Tens of thousands of people took to the streets of Washington Thursday to protest the inauguration of George W. Bush for a second term as US president. Many lined the route of the inaugural parade, booing and jeering as Bush’s limousine made its way down Pennsylvania Avenue. “Not our president,” some chanted.

Others clashed with police during an otherwise peaceful march through the streets of the US capital. Cops used pepper spray and tear gas against some of the demonstrators, and there were a number of arrests.

The mass media gave short shrift to the protests. Instead, they chose to focus on the pomp and circumstance of the inauguration ceremony, which served to mask the criminality of the US administration.

The inauguration took place in a police state atmosphere. A 100-block area surrounding the inaugural parade route was blocked off to normal traffic. Businesses and offices shut down for the day and school was cancelled in the city because of the intense security.

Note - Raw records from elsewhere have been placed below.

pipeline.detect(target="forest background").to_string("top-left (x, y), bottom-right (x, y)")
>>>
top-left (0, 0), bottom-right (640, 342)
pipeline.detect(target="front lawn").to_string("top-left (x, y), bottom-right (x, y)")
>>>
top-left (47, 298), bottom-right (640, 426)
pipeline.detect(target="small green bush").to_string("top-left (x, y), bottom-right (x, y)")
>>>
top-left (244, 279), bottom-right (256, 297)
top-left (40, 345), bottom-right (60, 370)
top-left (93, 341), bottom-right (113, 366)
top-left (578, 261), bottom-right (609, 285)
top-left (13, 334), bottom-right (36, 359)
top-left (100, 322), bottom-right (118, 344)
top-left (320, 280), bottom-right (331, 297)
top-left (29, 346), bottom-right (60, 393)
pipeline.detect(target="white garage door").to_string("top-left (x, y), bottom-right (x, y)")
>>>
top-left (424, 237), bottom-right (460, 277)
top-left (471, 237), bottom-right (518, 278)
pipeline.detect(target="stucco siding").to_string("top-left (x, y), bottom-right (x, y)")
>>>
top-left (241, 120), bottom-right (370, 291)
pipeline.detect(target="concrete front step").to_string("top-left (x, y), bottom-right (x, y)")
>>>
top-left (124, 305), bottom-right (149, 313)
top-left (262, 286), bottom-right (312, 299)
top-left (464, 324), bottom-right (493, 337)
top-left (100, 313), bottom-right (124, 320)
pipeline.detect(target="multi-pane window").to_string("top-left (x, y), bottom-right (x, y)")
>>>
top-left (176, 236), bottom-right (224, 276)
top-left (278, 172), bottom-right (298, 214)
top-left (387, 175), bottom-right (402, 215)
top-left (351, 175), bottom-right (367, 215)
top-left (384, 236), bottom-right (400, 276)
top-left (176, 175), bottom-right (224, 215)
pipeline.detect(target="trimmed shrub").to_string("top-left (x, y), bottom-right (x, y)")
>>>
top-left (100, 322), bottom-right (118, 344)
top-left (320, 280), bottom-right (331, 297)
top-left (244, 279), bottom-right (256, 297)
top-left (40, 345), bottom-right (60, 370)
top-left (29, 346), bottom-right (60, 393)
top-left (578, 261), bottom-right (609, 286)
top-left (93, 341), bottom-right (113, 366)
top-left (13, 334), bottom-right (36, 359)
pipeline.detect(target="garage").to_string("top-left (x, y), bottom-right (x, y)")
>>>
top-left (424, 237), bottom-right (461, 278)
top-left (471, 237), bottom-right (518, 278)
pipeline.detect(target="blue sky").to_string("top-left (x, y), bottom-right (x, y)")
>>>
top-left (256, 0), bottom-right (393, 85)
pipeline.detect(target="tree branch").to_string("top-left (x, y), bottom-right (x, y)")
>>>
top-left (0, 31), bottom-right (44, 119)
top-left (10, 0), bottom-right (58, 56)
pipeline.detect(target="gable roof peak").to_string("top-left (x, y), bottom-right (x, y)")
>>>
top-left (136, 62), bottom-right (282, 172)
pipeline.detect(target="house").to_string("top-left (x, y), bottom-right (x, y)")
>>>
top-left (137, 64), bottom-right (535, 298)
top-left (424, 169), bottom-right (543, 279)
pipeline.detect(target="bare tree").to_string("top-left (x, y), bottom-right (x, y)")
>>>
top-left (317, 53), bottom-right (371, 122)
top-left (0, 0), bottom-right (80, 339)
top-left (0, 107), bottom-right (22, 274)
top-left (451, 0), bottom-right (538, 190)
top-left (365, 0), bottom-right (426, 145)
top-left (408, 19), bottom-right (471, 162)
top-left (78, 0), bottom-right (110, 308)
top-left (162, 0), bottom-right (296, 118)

An army of security forces was deployed for the occasion. In addition to the massive police presence that exists within the US capital, some 7,000 troops were mobilized and at least 3,000 cops were brought in from surrounding counties, as well as from cities as far distant as Miami. Police were positioned every several feet on both sides of the parade route, while helicopters flew overhead. Snipers were visible on area rooftops.

Media reports made much of the unprecedented deployment of police power, with some commentators making no bones of the fact that the clampdown was aimed first and foremost against protesters seeking to express their opposition to the Bush administration.

In addition to the police presence, the Bush administration’s inaugural committee took extraordinary steps to limit access to the route, not only for protesters, but for the general public as well. Most of Pennsylvania Avenue was occupied by bleachers reserved for Bush campaign donors, whose money bought them a seat. While ostensibly a public event, this year access to the inauguration was determined to an unprecedented degree on the basis of wealth and political connections.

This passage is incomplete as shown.